Google Pixel Battery Drain Complaints Grow as April Update Leaves Bootloop Fix Pending

Google Pixel Battery Drain Complaints Grow as April Update Leaves Bootloop Fix Pending

April 15, 2026

SAN FRANCISCO, April 14, 2026, 15:00 PDT

Battery drain gripes are piling up from Google Pixel owners, hitting a range of recent models just days after Google admitted to a bootloop glitch tied to the March update. Reports from Android Authority and Android Police in the last day flag ongoing issues, with users across various devices saying the problem hasn’t let up even after April’s patch.

The timing is notable, with Google in the process of rolling out its April software update to every supported Pixel device on Android 16. In Google’s public changelog, users will find notes on patches for issues like crashes in select banking and third-party apps, broken Quick Share, the absence of the Backup menu, the vanishing home-screen search bar, and some game-related crashes. No mention, though, of a battery drain or bootloop fix.

Google is continuing to press users to install the update. In its April Android bulletin, the company highlighted a critical framework vulnerability capable of causing denial-of-service — basically, a crash or a disruption that can knock out parts of the phone — without any special permissions or user action needed. The Pixel bulletin noted that every supported Google device is set to get the new patch level.

New complaints are stacking up on Google’s community forum. In a post from Tuesday, one user said the CPU is skipping Android’s low-power “Doze” mode after the last two updates. Android Authority pointed to a user theory: a GPS and baseband polling loop might be preventing the processor from sleeping. Google hasn’t weighed in on that. Google Help

Google has confirmed a different problem: certain devices have been stuck in a relentless bootloop—an endless restart sequence blocking Android from loading—following March’s software update. According to 9to5Google, user complaints span models from the Pixel 6 through the Pixel 10 Pro XL. On its issue tracker, Google said teams are “actively investigating and working on a resolution.” 9to5Google

Google, on its help pages, suggests a handful of quick fixes for users grappling with battery issues: run battery diagnostics, keep an eye on which apps are eating up power, clamp down on or remove anything hogging resources in the background, reboot, and look for any pending system or app updates. All of these are temporary workarounds—not a proper solution to the underlying problem.

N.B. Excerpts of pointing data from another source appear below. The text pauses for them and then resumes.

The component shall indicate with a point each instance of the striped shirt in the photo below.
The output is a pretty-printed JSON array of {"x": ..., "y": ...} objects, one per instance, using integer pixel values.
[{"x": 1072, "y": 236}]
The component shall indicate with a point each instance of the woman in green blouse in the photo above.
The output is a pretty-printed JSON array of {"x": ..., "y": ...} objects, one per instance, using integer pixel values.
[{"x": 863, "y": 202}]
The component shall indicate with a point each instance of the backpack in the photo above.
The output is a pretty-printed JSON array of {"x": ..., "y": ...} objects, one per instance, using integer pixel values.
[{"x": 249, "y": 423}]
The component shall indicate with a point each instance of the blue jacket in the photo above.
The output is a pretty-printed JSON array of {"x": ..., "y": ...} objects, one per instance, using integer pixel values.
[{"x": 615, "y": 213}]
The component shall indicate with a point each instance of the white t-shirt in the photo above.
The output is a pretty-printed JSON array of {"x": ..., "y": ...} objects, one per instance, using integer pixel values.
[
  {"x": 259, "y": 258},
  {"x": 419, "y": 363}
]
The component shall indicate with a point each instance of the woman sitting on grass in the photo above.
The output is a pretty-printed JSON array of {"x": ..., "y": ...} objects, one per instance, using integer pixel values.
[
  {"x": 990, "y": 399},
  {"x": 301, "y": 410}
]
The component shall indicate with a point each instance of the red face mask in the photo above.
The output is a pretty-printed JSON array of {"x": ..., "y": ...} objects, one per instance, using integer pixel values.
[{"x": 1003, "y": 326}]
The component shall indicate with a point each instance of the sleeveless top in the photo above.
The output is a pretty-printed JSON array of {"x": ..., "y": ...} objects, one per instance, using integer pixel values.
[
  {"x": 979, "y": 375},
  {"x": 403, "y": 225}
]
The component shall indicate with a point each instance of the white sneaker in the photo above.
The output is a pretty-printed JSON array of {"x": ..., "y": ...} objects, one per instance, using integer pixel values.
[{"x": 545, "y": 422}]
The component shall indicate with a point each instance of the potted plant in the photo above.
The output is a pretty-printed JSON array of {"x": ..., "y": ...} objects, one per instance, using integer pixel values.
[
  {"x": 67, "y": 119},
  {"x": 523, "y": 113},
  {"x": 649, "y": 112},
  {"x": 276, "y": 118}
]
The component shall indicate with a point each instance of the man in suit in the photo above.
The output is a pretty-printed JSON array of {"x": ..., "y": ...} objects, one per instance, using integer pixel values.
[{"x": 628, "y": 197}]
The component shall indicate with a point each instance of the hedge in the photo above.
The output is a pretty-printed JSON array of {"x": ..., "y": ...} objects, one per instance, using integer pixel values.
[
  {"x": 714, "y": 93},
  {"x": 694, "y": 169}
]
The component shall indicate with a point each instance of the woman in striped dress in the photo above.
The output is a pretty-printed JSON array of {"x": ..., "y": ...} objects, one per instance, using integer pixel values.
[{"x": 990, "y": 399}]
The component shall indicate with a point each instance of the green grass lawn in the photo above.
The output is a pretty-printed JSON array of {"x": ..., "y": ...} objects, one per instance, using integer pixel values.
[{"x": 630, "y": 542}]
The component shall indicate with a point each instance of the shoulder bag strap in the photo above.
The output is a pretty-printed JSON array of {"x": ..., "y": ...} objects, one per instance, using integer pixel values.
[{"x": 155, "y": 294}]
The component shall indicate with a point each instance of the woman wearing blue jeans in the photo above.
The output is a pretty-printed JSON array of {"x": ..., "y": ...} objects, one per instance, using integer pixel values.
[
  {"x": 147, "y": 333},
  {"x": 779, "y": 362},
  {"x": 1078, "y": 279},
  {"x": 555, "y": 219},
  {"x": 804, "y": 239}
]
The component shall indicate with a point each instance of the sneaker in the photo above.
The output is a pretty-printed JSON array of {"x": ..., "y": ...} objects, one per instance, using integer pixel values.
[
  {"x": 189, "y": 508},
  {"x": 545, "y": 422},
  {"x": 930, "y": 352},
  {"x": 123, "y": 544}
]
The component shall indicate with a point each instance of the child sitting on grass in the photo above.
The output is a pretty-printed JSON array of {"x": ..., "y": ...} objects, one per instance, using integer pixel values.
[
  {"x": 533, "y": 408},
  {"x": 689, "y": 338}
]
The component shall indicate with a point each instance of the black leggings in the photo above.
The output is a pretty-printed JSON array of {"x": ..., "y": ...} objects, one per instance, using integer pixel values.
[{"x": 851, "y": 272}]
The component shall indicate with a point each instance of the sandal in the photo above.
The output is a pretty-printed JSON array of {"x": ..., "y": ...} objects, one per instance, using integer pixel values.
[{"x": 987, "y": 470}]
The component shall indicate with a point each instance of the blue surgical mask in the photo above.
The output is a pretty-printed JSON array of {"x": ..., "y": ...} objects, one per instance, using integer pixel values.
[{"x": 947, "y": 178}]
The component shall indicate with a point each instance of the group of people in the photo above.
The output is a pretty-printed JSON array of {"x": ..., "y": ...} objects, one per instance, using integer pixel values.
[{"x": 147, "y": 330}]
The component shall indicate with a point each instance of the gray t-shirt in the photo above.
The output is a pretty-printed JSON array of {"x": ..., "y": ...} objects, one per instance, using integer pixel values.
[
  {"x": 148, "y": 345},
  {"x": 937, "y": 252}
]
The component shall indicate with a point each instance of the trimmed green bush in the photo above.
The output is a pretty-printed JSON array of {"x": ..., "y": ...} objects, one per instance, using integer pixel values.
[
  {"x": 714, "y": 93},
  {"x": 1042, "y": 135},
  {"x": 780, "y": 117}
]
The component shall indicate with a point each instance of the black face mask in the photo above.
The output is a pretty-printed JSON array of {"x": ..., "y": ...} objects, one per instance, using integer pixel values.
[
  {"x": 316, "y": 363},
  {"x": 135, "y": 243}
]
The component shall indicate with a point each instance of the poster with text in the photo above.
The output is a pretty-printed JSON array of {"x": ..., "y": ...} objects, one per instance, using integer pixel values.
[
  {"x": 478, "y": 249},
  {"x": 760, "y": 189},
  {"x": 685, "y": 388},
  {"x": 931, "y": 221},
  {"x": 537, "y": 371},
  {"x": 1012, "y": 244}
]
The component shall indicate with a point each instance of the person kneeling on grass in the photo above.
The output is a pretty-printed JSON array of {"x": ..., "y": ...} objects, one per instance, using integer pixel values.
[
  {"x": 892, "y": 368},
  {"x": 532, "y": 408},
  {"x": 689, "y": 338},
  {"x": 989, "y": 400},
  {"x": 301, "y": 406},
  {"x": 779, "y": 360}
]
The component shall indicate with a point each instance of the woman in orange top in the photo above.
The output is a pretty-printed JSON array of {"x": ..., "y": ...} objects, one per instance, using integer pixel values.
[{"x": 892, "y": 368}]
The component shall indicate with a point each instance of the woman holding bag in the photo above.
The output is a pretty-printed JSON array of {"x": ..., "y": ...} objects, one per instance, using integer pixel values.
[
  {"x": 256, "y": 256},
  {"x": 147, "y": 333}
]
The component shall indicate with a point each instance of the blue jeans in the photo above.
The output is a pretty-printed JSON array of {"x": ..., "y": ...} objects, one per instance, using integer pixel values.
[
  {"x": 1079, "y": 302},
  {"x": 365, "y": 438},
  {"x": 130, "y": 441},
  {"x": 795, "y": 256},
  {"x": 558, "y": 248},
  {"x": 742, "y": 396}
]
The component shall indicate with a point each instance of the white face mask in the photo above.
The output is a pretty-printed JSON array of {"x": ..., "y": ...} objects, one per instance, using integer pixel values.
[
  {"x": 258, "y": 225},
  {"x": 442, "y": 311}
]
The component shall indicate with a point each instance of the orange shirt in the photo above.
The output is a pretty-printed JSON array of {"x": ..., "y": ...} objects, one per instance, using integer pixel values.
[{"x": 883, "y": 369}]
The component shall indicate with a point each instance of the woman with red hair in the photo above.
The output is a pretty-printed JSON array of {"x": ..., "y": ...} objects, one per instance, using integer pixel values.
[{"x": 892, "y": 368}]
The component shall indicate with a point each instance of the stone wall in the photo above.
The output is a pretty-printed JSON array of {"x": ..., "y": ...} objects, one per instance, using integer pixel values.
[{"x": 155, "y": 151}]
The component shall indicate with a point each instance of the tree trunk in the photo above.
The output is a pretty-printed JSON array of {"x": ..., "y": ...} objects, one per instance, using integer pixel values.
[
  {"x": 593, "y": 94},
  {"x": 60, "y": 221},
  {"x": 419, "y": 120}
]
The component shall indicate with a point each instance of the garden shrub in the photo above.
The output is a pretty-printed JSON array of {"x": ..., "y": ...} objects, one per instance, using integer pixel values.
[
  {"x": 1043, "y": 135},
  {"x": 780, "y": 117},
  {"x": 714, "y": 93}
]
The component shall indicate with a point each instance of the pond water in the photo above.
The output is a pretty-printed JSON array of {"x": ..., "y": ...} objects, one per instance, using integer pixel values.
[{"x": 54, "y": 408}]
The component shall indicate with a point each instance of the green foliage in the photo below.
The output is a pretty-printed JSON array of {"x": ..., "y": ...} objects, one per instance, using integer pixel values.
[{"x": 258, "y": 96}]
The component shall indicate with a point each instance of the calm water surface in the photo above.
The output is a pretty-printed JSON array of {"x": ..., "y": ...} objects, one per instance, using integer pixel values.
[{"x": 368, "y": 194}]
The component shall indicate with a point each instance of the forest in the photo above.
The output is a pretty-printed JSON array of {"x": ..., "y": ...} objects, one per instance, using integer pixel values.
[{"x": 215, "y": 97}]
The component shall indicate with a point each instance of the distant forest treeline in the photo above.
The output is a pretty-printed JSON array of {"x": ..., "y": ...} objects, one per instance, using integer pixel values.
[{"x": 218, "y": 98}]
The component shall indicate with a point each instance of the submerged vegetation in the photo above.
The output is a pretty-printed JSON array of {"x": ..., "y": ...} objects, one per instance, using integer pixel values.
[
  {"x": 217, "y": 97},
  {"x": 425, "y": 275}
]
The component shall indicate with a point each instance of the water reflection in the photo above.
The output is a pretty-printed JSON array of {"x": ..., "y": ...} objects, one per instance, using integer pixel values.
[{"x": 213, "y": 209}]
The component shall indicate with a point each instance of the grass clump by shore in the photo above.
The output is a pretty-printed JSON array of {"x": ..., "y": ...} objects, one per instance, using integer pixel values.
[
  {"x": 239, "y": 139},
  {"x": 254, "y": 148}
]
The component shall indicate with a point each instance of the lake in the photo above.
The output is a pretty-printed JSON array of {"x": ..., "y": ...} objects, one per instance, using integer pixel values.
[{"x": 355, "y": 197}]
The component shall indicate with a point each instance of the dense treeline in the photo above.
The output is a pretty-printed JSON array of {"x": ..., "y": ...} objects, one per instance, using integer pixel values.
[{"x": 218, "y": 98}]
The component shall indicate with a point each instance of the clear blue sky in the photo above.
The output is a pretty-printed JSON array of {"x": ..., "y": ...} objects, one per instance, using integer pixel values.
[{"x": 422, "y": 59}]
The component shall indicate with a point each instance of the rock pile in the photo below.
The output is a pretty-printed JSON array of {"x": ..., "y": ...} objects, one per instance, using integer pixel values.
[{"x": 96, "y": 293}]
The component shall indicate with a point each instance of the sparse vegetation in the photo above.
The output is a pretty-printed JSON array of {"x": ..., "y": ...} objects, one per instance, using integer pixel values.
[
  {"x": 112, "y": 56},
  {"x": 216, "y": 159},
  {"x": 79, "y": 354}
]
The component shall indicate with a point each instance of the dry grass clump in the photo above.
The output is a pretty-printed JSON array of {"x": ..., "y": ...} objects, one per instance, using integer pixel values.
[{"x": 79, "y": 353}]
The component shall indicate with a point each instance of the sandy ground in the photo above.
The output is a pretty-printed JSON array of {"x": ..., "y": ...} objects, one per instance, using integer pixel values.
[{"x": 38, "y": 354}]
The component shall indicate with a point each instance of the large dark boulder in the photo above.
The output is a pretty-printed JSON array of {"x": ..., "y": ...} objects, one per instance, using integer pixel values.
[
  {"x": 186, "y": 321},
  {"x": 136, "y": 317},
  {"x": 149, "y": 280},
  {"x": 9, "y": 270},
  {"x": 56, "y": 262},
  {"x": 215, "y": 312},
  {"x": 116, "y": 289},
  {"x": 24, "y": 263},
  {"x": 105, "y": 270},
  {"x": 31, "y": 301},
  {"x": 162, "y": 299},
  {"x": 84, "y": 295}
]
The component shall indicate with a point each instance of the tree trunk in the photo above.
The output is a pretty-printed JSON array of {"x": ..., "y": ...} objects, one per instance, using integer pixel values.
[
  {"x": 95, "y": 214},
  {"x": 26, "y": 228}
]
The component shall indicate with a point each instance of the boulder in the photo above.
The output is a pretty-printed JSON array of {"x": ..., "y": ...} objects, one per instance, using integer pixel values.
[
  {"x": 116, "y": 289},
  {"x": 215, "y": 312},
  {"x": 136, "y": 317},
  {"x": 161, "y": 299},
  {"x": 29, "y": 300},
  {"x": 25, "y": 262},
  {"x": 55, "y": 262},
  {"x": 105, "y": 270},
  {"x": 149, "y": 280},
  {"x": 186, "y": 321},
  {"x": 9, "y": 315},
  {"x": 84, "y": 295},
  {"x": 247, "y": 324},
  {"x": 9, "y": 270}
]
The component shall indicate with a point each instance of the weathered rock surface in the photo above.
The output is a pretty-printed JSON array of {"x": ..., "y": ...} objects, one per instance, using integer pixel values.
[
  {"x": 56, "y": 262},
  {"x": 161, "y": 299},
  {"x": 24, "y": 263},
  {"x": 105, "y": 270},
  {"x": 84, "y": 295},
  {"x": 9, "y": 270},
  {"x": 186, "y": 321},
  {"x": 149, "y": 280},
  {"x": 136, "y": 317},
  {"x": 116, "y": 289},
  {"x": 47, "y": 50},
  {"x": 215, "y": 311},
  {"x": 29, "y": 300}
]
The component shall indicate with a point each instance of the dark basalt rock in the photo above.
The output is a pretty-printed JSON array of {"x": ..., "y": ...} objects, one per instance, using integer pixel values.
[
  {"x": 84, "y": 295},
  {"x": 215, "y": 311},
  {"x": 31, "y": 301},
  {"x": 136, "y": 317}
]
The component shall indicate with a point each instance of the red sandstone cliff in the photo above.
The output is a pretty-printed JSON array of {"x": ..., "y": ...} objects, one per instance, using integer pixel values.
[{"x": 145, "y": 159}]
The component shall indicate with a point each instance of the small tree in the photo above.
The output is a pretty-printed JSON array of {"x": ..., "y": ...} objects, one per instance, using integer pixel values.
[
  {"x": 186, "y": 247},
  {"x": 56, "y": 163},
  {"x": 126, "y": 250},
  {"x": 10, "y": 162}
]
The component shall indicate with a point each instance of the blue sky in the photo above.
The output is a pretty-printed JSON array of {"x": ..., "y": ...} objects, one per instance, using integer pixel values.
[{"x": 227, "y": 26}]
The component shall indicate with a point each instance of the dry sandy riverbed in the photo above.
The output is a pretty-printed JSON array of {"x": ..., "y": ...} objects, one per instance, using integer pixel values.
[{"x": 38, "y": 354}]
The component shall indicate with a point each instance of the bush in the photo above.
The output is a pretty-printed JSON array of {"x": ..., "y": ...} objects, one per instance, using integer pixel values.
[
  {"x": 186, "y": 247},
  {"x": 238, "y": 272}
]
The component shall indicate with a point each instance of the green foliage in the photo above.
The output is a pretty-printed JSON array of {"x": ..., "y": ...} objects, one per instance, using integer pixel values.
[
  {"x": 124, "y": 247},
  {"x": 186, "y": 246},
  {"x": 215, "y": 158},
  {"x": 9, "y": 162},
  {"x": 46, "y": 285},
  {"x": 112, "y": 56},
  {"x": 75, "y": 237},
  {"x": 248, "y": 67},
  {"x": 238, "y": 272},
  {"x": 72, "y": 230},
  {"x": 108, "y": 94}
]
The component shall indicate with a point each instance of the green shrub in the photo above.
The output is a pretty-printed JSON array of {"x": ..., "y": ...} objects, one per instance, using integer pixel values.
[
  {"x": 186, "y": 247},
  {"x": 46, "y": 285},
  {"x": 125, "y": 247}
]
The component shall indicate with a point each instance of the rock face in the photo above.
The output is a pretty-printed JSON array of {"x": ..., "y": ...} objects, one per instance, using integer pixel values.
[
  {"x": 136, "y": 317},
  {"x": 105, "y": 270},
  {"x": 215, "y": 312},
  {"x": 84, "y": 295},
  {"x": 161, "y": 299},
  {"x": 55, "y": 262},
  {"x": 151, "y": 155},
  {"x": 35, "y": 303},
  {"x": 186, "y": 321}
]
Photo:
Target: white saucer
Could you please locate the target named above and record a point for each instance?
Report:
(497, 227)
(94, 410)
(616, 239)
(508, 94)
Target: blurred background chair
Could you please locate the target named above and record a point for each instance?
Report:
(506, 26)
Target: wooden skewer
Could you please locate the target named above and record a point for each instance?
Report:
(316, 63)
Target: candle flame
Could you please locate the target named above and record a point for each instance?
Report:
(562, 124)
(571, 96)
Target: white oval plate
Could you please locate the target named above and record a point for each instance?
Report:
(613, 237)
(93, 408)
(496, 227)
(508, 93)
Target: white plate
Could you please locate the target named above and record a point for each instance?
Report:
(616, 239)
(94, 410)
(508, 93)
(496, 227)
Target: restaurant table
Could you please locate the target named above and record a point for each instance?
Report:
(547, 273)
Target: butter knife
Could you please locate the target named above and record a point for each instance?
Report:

It’s an awkward time for Google: Pixel had stood out as a rare success story amid a sluggish smartphone market. According to Counterpoint, global smartphone shipments dropped 6% in the first quarter—Apple held 21% of the market, Samsung 20%. 9to5Google, pulling from the same Counterpoint data, noted Pixel’s 14% year-on-year growth. “The decline in overall shipments is primarily driven by memory players prioritizing AI data centers over consumer electronics,” said Shilpi Jain, analyst at Counterpoint. Back in February, IDC’s Francisco Jeronimo likened the supply shock from the memory sector to a “tsunami-like shock.” Reuters

Still, a straightforward battery update might not eliminate immediate worries. Security patches might fix some issues but can leave certain users dealing with rapid battery drain—or, less commonly, phones that refuse to boot. Google’s own support site cautions that a factory reset will erase data, and according to 9to5Google, some users facing problems found even recovery mode stuck in a loop. That could leave people with few ways out if their phone fails after an update.

Google’s only update so far: a bootloop fix is coming, but its April release notes make no mention of battery life at all. Over-the-air updates can take a week or longer, the company says. So plenty of Pixel users are still in limbo, watching for any shift once their devices finally get the update.